Cette rubrique accueille les contributions des jeunes promotions des Écoles (élèves ou dans les premières années de vie active). Elle se démarque des autres contributions au dossier par une approche plus personnelle des sujets et plus proche des espoirs ou préoccupations des jeunes promotions. Nous vous en souhaitons bonne lecture!
Nicolas Plantier (P21) a passé 6 mois en césure chez le constructeur Fayolle, à Douala, Cameroun, pour la construction de routes. Il livre son “rapport d’étonnement”
Je me suis vite rendu compte que mes 6 mois au Cameroun allaient être marquants, quand j’ai dû me rendre à l’ambassade camerounaise à Paris afin d’y obtenir mon visa. Je suis resté toute une journée, sur une chaise, à attendre que celui qui s’occupait de mon dossier termine sa pomme. Le contraste est fort, mais très instructif.
En arrivant, le choc est rude. Je n’avais jamais été confronté à l’extrême pauvreté. La précarité est omniprésente à Douala et les conditions d’hygiène sont critiques. Douala frôle les 10 % de croissance démographique annuelle et les nouveaux arrivants s’installent dans des installations anarchiques et vivent du commerce informel. Les conditions de circulation sont précaires et dangereuses: routes en très mauvais état, inondations ou comportements irresponsables sont autant de facteurs qui expliquent un fort taux de mortalité. Les données officielles manquent, mais je peux dire que sur les 9 km de route de l’entrée est de la ville sur lesquels nous travaillons, nous avons compté 8 accidents mortels sur les 30 derniers jours. Les motos-taxis y cohabitent avec les grumiers.

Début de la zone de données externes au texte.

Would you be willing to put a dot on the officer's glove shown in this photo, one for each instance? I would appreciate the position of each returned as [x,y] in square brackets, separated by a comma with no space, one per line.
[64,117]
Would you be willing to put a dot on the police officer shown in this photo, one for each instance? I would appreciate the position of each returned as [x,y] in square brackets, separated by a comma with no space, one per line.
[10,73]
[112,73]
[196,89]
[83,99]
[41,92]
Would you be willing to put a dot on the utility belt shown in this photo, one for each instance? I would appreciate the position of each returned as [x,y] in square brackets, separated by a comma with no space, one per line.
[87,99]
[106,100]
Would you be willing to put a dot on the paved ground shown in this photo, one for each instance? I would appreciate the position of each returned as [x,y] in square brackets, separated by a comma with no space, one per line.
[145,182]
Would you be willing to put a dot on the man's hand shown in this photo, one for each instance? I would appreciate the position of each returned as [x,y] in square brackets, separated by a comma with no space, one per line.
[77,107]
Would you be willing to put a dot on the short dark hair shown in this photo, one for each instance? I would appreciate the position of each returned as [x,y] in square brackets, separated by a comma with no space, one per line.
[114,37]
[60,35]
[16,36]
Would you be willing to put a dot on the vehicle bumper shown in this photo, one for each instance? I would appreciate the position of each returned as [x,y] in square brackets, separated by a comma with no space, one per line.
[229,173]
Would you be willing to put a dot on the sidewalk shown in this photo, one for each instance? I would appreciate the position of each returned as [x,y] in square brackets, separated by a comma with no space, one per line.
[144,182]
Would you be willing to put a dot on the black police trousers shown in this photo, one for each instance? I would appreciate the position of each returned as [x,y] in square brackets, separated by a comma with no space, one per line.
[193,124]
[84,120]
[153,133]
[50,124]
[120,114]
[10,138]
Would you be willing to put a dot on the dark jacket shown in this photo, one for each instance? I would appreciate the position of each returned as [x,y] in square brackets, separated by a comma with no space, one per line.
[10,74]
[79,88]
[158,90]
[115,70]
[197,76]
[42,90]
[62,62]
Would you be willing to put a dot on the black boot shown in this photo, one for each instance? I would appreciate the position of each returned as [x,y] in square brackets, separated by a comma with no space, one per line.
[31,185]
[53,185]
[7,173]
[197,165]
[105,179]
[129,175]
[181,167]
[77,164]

Douala ne connaît pas la guerre comme c’est le cas dans le nord du pays (Boko Haram) et dans les régions du sudouest et du nord-ouest (régions anglophones), la ville est plutôt sécurisée. Au vu des récentes évolutions politiques en Afrique subsaharienne (Gabon et Niger), j’entends dire qu’un coup d’État à moyen terme est envisageable. Même si l’on dit aussi que la maison du chef d’état-major à Yaoundé est trop belle pour qu’il ait un quelconque intérêt à renverser le régime en place du vivant de Paul Biya. Le sentiment anti-français (ou disons plutôt anti-France, car je n’ai jamais ressenti d’hostilité particulière à mon égard du seul fait de ma nationalité) est aussi présent et s’intensifie.

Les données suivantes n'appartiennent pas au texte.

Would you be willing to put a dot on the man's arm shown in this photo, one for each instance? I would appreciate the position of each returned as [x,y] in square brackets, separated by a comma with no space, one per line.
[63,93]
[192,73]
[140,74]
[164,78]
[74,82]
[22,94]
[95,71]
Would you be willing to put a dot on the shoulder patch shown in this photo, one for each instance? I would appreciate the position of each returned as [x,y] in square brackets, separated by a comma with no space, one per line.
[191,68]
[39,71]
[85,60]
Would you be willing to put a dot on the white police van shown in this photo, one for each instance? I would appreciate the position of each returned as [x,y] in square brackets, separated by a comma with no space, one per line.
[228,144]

Le Cameroun est une mini-Afrique, où se mêlent de nombreuses cultures et religions: cité comme un modèle de cohabitation, et il n’est pas rare de voir une mosquée se construire en face d’une église. La seule religion qui n’est pas comprise, c’est l’absence de religion. J’étais arrivé il y a à peine une semaine que mon gardien me demande en qui l’on croit “là-bas”. Je lui réponds que les Français sont majoritairement catholiques et musulmans, mais que la moitié de la population n’a pas de religion. Il écarquille les yeux et me dit: “donc ils sont juste… là”.
Les Camerounais sont très impressionnants dans leur manière d’affronter le quotidien. Leur sémantique en dit beaucoup. Le taxi montrera sa Toyota qui affiche 270 000 kilomètres au compteur en vous disant que c’est “avec ça qu’il se bat”. À Douala les petits métiers sont omniprésents: du laveur de voitures au fournisseur d’écrevisse qui vend ses trouvailles à l’unité, en passant par le sableur, qui avec son seau plonge à 3 ou 4 mètres de profondeur pour remonter du sable de construction, alors même qu’un système motorisé existe juste à côté.

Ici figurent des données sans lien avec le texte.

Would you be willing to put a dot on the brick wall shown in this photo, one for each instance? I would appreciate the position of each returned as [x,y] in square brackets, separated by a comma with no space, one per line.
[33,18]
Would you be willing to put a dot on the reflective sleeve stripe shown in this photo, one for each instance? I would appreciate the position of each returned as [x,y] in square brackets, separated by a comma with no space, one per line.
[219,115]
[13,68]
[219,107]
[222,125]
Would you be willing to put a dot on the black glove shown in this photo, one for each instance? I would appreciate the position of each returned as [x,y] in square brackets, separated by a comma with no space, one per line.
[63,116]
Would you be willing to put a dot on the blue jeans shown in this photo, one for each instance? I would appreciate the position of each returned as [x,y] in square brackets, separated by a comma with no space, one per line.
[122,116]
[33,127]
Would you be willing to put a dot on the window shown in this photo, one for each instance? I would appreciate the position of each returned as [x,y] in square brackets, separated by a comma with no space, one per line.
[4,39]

La sobriété subie, c’est ici le quotidien. Le “covoiturage” oscille entre 5 et 10 personnes dans un taxi, sans compter la cargaison qui déborde du toit et du coffre. On comptera 3 personnes sur une moto-taxi. Avec une pointe d’optimisme, disons que cela rajoute de la chaleur humaine aux trajets quotidiens.
Le Cameroun, c’est beaucoup de rencontres: des expériences de vie toujours passionnantes, dont j’ai beaucoup appris, et qui sont des leçons d’humilité. Ni superhéros ni fainéants, ils sont comme nous, mais pas dans les mêmes conditions. Je ne sais pas si construire une route changera leur vie. Mais je reste pragmatique. Force est de constater que cela ne peut que donner une bouffée d’oxygène à ceux qui ne peuvent se déplacer sur leur propre territoire du simple fait de l’état des routes. ▲
Retraçant le voyage à moto à travers l’Afrique de l’Ouest qu’il a fait avec Maël Wagner (N20), Augustin Bouthors (N20) synthétise les échanges qu’ils ont pu avoir avec les jeunes et moins jeunes Africains.
En octobre 2023, quatre mois avant de quitter définitivement les bancs de l’École des Mines de Nancy, Augustin Bouthors, élève en dernière année, me rapportait, enjoué, qu’il avait déjà trouvé son stage de fin d’études pour valider sa dernière année. Il partait en République du Congo dans le cadre d’un VIE chez TotalEnergies: “Sans ce voyage en Afrique, je n’aurais sans doute même pas obtenu d’entretien”, assure-t-il. Entre mars et juin 2023, au cours de son année de césure, Augustin avait en effet pris la route à moto, accompagné de Maël Wagner, pour un périple à travers l’Afrique de l’Ouest. Lors de cette aventure singulière, ils ont traversé le Maroc, la Mauritanie, le Sénégal, la Gambie, la Guinée-Bissau et la Guinée dans les deux sens, avant le coup d’état de l’été 2023 au Niger et en parallèle des manifestations au Sénégal. Loin d’être rompu aux politiques de l’Afrique occidentale ni rodé aux problématiques sociales des pays cités, Augustin témoigne des échanges qu’il a pu avoir avec de jeunes ou moins jeunes Africains au cours de son voyage.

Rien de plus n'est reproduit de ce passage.